Featured image of post Cilium's new policy log field: our use case

Cilium's new policy log field: our use case

Ecrit par ~ zwindler ~

For French readers: Une fois n’est pas coutume, cet article est en anglais car je pense qu’il peut intéresser au-delà de mes lecteurs francophones habituels. J’espère que vous ne m’en voudrez pas 😉.

TL;DR

Cilium 1.18 added a log field to CiliumNetworkPolicies to tag flows with custom labels. Great for filtering out expected blocked traffic from your monitoring dashboards!

But there’s a catch, unrelated to this feature, that made this irrelevant in our use case: you can’t use it with egressDeny + toFQDNs. Here’s why we ran into this wall and what we learned.

The problem: monitoring all the things (but not too much)

Like any good ops team should, we monitor our Kubernetes cluster network flows using Hubble. We (mostly my colleague Nicolas Nativel) push all AUDIT and DROPPED flows to a dashboard so we can quickly spot when something’s blocked and decide:

  • Is this legitimate? → Open the flow
  • Is this suspicious? → Sound the alarm 🚨

This works pretty well… until you start explicitly blocking things that you know should be blocked.

In our case, we wanted to prevent a third-party application from phoning home with its “telemetry” (yeah, let’s call it that 😏). We’re talking about calls to external tracking domains.

The issue? If we just block these flows, they’ll show up as DROPPED in Hubble, trigger our monitoring, and we’ll end up with alerts for something we intentionally blocked.

That’s noise we don’t want.

Enter Cilium 1.18’s policy log field

Good news!

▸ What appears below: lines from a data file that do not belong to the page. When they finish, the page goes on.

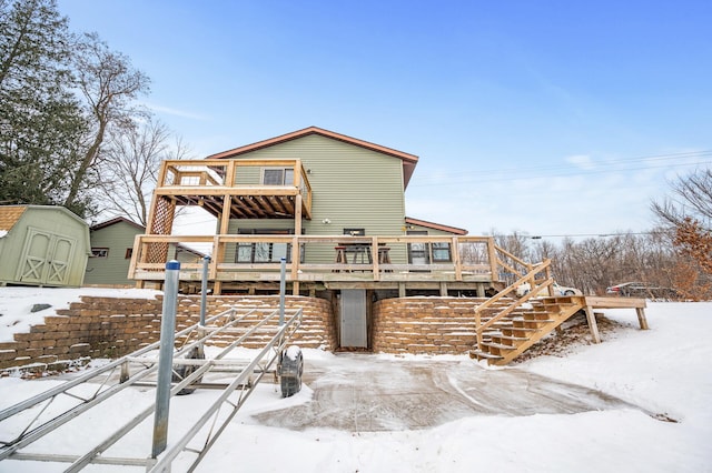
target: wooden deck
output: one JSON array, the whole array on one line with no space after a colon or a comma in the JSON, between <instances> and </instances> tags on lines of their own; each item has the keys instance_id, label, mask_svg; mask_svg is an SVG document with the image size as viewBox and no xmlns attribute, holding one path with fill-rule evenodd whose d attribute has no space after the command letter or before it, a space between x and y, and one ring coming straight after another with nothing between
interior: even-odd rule
<instances>
[{"instance_id":1,"label":"wooden deck","mask_svg":"<svg viewBox=\"0 0 712 473\"><path fill-rule=\"evenodd\" d=\"M162 281L171 246L207 245L212 258L208 280L222 286L268 289L279 282L284 255L286 281L297 294L299 285L319 289L431 290L441 295L448 291L474 291L485 296L490 289L506 285L503 280L526 272L531 265L516 260L495 245L491 236L349 236L349 235L137 235L129 278L138 281ZM342 255L344 245L358 245L359 254ZM411 245L448 250L448 261L431 264L409 261ZM256 249L264 250L266 261L254 261ZM240 253L241 251L241 253ZM251 253L250 253L251 252ZM253 259L244 261L244 254ZM358 258L356 258L358 256ZM198 282L202 262L181 264L180 280Z\"/></svg>"}]
</instances>

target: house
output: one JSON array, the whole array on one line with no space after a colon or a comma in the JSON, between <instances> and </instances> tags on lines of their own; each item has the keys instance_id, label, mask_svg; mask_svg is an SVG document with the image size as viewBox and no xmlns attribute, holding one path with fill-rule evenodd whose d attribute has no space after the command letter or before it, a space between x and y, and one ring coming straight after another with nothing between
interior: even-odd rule
<instances>
[{"instance_id":1,"label":"house","mask_svg":"<svg viewBox=\"0 0 712 473\"><path fill-rule=\"evenodd\" d=\"M310 127L207 157L165 161L129 278L162 281L167 245L212 246L215 293L274 292L279 263L294 294L485 294L500 283L494 242L405 214L418 157ZM180 207L212 219L215 236L175 235ZM200 279L198 264L182 281Z\"/></svg>"},{"instance_id":2,"label":"house","mask_svg":"<svg viewBox=\"0 0 712 473\"><path fill-rule=\"evenodd\" d=\"M134 253L136 235L144 234L146 228L122 217L92 225L89 231L91 256L87 263L85 285L130 286L135 282L128 278L129 263ZM197 263L204 254L199 251L171 244L169 260L181 263Z\"/></svg>"},{"instance_id":3,"label":"house","mask_svg":"<svg viewBox=\"0 0 712 473\"><path fill-rule=\"evenodd\" d=\"M0 205L0 284L79 286L89 225L55 205Z\"/></svg>"}]
</instances>

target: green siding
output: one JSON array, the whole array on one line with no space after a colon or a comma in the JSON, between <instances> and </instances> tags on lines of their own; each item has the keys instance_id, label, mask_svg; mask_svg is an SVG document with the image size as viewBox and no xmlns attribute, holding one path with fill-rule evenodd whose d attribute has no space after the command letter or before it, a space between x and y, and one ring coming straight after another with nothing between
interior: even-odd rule
<instances>
[{"instance_id":1,"label":"green siding","mask_svg":"<svg viewBox=\"0 0 712 473\"><path fill-rule=\"evenodd\" d=\"M89 253L89 227L79 217L60 207L28 205L22 217L0 239L0 281L10 283L39 284L38 282L19 280L18 269L23 264L27 240L32 231L42 232L50 239L70 239L73 242L68 261L65 284L48 282L46 285L81 285ZM52 240L53 241L53 240ZM47 245L46 258L53 258L53 243Z\"/></svg>"},{"instance_id":2,"label":"green siding","mask_svg":"<svg viewBox=\"0 0 712 473\"><path fill-rule=\"evenodd\" d=\"M144 230L127 222L118 222L91 231L91 248L108 248L107 258L89 258L85 284L130 285L128 279L130 258L126 250L134 248L134 238Z\"/></svg>"},{"instance_id":3,"label":"green siding","mask_svg":"<svg viewBox=\"0 0 712 473\"><path fill-rule=\"evenodd\" d=\"M343 234L345 228L363 228L366 235L403 234L405 200L403 161L322 135L307 135L241 154L240 160L299 159L309 170L313 219L303 222L305 234ZM240 177L240 180L248 179ZM250 182L254 181L254 175ZM323 223L327 220L330 223ZM234 220L238 229L293 229L290 220ZM233 245L234 246L234 245ZM225 261L234 261L228 249ZM332 261L334 250L307 252L308 262Z\"/></svg>"}]
</instances>

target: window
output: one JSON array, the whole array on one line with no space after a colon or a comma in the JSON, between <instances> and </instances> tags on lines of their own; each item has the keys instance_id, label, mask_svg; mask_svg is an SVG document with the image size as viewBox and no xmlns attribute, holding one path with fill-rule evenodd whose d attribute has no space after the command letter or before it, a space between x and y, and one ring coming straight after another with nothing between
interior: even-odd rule
<instances>
[{"instance_id":1,"label":"window","mask_svg":"<svg viewBox=\"0 0 712 473\"><path fill-rule=\"evenodd\" d=\"M431 248L433 251L433 262L448 263L453 261L449 254L449 243L447 242L433 243Z\"/></svg>"},{"instance_id":2,"label":"window","mask_svg":"<svg viewBox=\"0 0 712 473\"><path fill-rule=\"evenodd\" d=\"M109 258L108 248L92 248L91 258Z\"/></svg>"},{"instance_id":3,"label":"window","mask_svg":"<svg viewBox=\"0 0 712 473\"><path fill-rule=\"evenodd\" d=\"M352 236L365 236L366 229L344 229L344 234Z\"/></svg>"},{"instance_id":4,"label":"window","mask_svg":"<svg viewBox=\"0 0 712 473\"><path fill-rule=\"evenodd\" d=\"M265 185L293 185L293 168L267 168L263 170L263 184Z\"/></svg>"},{"instance_id":5,"label":"window","mask_svg":"<svg viewBox=\"0 0 712 473\"><path fill-rule=\"evenodd\" d=\"M240 230L239 234L290 235L294 230ZM304 263L304 244L299 259ZM236 263L278 263L285 258L291 262L291 243L238 243L235 253Z\"/></svg>"}]
</instances>

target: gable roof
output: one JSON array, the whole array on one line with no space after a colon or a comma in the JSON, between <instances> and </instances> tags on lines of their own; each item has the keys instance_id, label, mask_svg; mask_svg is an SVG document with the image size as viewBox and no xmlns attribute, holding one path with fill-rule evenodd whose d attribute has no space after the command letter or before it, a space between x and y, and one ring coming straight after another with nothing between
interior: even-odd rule
<instances>
[{"instance_id":1,"label":"gable roof","mask_svg":"<svg viewBox=\"0 0 712 473\"><path fill-rule=\"evenodd\" d=\"M270 138L268 140L258 141L256 143L246 144L244 147L235 148L220 153L210 154L206 159L229 159L239 154L248 153L250 151L259 150L263 148L273 147L275 144L284 143L287 141L296 140L298 138L308 137L310 134L318 134L322 137L330 138L333 140L343 141L348 144L365 148L370 151L387 154L389 157L398 158L403 161L403 188L408 187L415 165L418 162L418 157L415 154L405 153L403 151L394 150L392 148L382 147L380 144L370 143L368 141L359 140L356 138L347 137L346 134L336 133L334 131L324 130L318 127L308 127L303 130L293 131L291 133L281 134L279 137Z\"/></svg>"},{"instance_id":2,"label":"gable roof","mask_svg":"<svg viewBox=\"0 0 712 473\"><path fill-rule=\"evenodd\" d=\"M456 235L466 235L467 230L458 229L457 227L443 225L441 223L428 222L426 220L412 219L409 217L405 218L405 223L411 225L425 227L426 229L441 230L448 233L454 233Z\"/></svg>"}]
</instances>

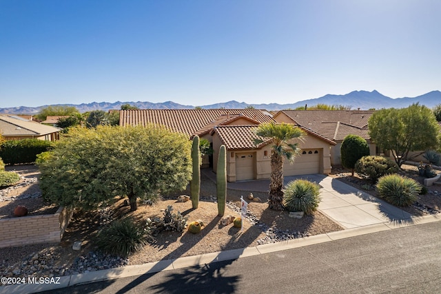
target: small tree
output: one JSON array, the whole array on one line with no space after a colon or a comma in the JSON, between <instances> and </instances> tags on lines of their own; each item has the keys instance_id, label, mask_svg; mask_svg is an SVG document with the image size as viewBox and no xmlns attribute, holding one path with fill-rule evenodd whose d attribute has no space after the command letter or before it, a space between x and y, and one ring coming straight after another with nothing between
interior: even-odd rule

Cilium 1.18 introduced exactly what we needed: the ability to add custom log fields to your network policies.

Check out the official announcement.

The idea is simple: you add a log field to your CiliumNetworkPolicy:

apiVersion: cilium.io/v2
kind: CiliumNetworkPolicy
metadata:
  name: my-policy
spec:
  endpointSelector:
    matchLabels:
      app: my-app
  egress:
    - toFQDNs:
        - matchName: "example.com"
  log:
    value: "my-custom-log-tag"

Then, when you observe flows in Hubble, you can filter them out using CEL (Common Expression Language):

hubble observe \
  --verdict AUDIT \
  --not \
  --cel-expression "(_flow.policy_log.endsWith('my-custom-log-tag'))" \
  --print-raw-filters

Output:

allowlist:
    - '{"verdict":["AUDIT"]}'
denylist:
    - '{"experimental":{"cel_expression":["(_flow.policy_log.endsWith(''my-custom-log-tag''))"]}}'

Perfect! This is exactly what we need. We can now tag our “expected blocks” and exclude them from our monitoring.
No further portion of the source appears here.